Escrita por: Curious-girl

Notas do Autor


Essa é uma história BDSM, tudo é consensual e saudável.

Espero que gostem!!!

Capítulo 1 - Capítulo único


Fanfic / Fanfiction Ajoelhe-se comandante! - Capítulo 1 - Capítulo único

Marco entrou no quarto e viu Ace sentado na cama, calças macias, pés descalços e um bracelete de couro. Depois de tanto tempo juntos ele sabia exatamente o que isso significava, e também sabia o porquê de Ace assumir a postura dominante.

Descendo com um joelho ao chão ele se curvou respeitosamente, mantendo a cabeça baixa.

- Comandante Ace – Cumprimentou solene, também caindo no personagem.

Eles fizeram isso tantas vezes, esse mesmo ritual.

Algumas vezes as coisas se tornam demais para Marco. O posto de comandante, e segundo em comando do imperador, era no mínimo exaustivo. Assumir a responsabilidade de cuidar de todos os seus irmãos e do próprio pai era uma honra, Marco amava, mas isso não significa que ela veio sem custos.

Nesses dias Marco quer apenas desligar, estar livre de decisões e aproveitar ser cuidado ao invés de controlar.

Existem dias em que ele não consegue conviver com os próprios erros, momentos em que a dor é bem vinda e desejada. Em momentos assim ele não hesitava em entrar em um bar, procurar uma briga e se deixar apanhar sem sequer revidar.

Com Ace ele pode ter o que precisa de maneira segura.

Em algum momento discutiram cada desejo e fantasia, e com a confiança incondicional que têm um no outro estabeleceram os limites.

Ace é, em sua essência, uma pessoa gentil, ele não sente prazer em causar dor, ele sente prazer por saber que Marco sente prazer. Então ele fará isso pelo namorado, que depois de tantos anos sendo intocável encontra na dor uma fuga.

Quando ele vê os nervos de Marco levarem a melhor durante o dia, se tornando cada vez mais hostil, Ace se prepara. Ele vai tomar banho e se limpar, vai colocar o bracelete de couro e relaxar na cozinha. Quando estiver pronto ele vai entrar no quarto deles e começar a preparar a cena. Depois de pronta ele vai andar de um lado para o outro por alguns minutos, repassando em sua mente o planejamento da noite, meticuloso, inteligente, e apenas então vai chamar por Marco.

Geralmente Marco irá vê-lo em algum momento da preparação, assim que avistar o bracelete entenderá o que está acontecendo, se quiser isso ele vai esperar o chamado de Ace no quarto ao lado, o quarto do comandante da segunda divisão, que passa a maior parte do tempo vazio, se não, ele irá interromper ou apenas retirar o bracelete do amado. Qualquer opção está bem, Ace faz isso por Marco, toda a cena é para ele, e sempre será sua decisão, e embora seja raro, houve momentos em que Marco declinou.

Essa noite Marco estava tão estressado que não cruzou com Ace até então. O encontrou sentado na cama, de pernas cruzadas, calmo e já em sua postura dominante, cair de joelhos é a forma de Marco de aceitar, e mostrar sua submissão.

- Se aproxime Marco – Disse em voz calma.

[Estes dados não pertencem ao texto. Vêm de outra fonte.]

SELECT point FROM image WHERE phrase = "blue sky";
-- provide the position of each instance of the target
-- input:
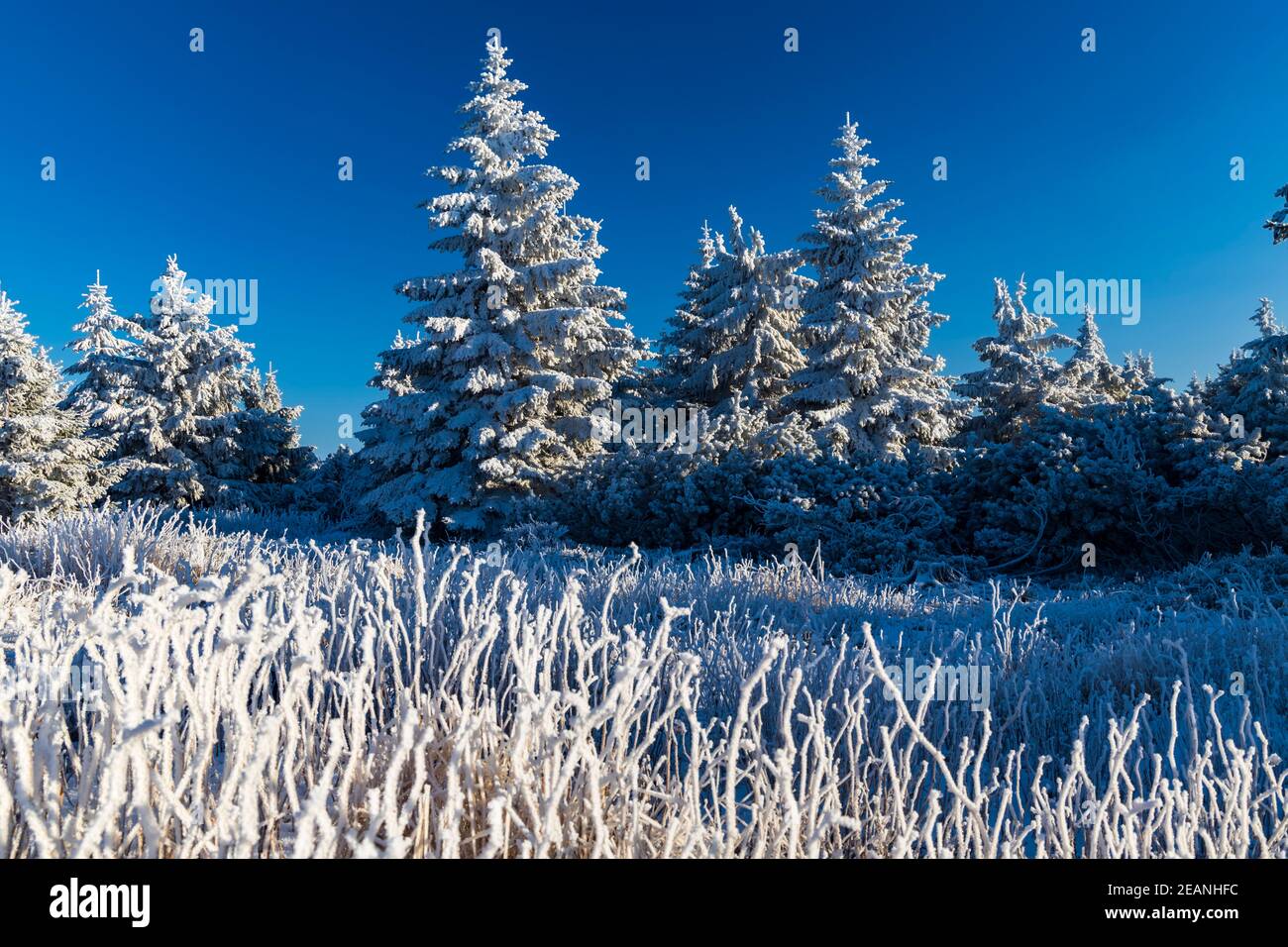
(1113, 163)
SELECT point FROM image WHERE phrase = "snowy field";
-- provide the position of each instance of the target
(176, 688)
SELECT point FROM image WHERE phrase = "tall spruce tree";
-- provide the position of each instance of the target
(490, 399)
(868, 386)
(1020, 376)
(733, 343)
(198, 428)
(1278, 222)
(1253, 384)
(1090, 377)
(47, 463)
(103, 364)
(687, 344)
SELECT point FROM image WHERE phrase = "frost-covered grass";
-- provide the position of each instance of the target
(269, 696)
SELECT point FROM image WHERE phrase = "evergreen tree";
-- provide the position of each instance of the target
(686, 344)
(268, 441)
(868, 385)
(1089, 377)
(1253, 384)
(47, 463)
(733, 346)
(1020, 376)
(197, 424)
(490, 399)
(103, 364)
(1278, 222)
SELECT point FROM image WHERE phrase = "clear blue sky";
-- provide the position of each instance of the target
(1106, 165)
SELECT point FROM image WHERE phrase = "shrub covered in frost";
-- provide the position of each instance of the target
(243, 696)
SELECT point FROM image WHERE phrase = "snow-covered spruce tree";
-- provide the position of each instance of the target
(490, 399)
(868, 386)
(686, 344)
(194, 428)
(47, 463)
(1278, 222)
(103, 364)
(733, 342)
(1020, 375)
(269, 457)
(1089, 377)
(1253, 384)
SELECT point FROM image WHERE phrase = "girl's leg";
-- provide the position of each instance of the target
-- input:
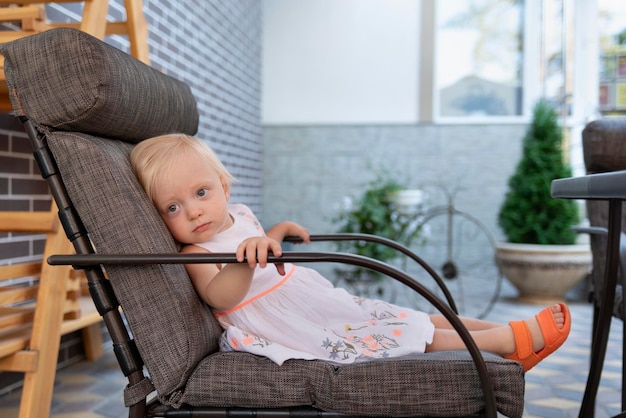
(489, 336)
(471, 324)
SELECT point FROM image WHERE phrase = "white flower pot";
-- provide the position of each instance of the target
(543, 273)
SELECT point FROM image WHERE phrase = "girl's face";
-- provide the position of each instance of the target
(193, 201)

Ao lado da cama foi colocado um cobertor e vários travesseiros.

(Marco ficou curioso quando Ace os comprou, quem precisava de tantos travesseiros? Eles aparentemente. Seu namorado é muito cuidadoso)

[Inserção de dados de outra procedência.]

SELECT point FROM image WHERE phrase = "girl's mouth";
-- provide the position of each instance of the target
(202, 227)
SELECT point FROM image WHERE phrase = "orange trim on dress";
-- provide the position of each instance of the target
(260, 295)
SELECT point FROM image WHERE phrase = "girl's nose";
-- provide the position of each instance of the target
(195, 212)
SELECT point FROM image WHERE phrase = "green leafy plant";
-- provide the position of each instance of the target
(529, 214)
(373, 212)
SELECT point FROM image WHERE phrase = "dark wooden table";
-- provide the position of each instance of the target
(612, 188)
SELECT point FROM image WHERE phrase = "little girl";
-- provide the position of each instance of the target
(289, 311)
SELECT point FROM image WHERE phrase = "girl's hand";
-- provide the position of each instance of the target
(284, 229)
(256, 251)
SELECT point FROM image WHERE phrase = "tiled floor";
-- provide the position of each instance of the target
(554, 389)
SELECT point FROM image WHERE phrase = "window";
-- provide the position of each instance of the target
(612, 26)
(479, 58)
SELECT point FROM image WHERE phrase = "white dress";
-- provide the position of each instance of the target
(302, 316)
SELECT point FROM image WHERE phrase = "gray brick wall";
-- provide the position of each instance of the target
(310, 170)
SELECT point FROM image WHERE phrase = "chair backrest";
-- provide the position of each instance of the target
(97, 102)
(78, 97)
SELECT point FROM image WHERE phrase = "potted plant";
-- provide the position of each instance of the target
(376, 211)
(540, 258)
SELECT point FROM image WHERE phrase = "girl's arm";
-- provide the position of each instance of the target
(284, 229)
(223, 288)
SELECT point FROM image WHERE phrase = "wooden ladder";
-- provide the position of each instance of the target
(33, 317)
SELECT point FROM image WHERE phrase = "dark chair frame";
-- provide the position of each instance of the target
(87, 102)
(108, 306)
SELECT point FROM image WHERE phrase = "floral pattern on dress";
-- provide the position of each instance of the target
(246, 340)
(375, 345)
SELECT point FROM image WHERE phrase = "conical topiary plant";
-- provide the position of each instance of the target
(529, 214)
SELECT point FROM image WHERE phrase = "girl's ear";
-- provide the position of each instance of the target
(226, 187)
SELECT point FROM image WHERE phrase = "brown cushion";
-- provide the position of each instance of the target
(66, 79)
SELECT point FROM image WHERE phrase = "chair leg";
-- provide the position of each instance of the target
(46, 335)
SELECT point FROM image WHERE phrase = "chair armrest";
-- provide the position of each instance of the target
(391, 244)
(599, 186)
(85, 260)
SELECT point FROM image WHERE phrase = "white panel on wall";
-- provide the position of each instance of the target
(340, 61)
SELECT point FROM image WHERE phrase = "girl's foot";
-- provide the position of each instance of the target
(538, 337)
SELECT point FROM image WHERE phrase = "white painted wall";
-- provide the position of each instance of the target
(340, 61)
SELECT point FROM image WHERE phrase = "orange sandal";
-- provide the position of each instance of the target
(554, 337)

Marco se ajoelhou sobre um, sabendo que mesmo tendo objetivo de causar dor, Ace não permitiria um desconforto acidental. Ele não fala, não tem sentido tentar controlar a cena, tudo que Marco deseja agora é desistir do controle. Então ele aguarda o comando de Ace de cabeça baixa.

Ace não diz nada por um minuto, certamente avaliando o quanto Marco precisa. Ele dirá quando for a hora.

Marco espera.

Um toque no queixo levanta seu rosto, agora ele olha em olhos cinzas e uma expressão neutra.

- Qual é o fim Marco? – Ace faz a verificação, ele está perguntando sua palavra segura, Marco não hesita.

- Tempestade. – essa era a palavra segura dos dois, no início eles acharam que apenas “Pare" seria suficiente, e que não diriam no meio de uma cena a não ser que desejassem parar. Isso estava certo, mas em outros momentos, momentos mais leves, foi dito “pare" como um pedido para parar uma provocação, e continuarem se amando, mas a palavra foi o fim de todo o clima.

Então “tempestade” foi a escolhida, mas se ele disser “pare" Ace sem dúvida responderá.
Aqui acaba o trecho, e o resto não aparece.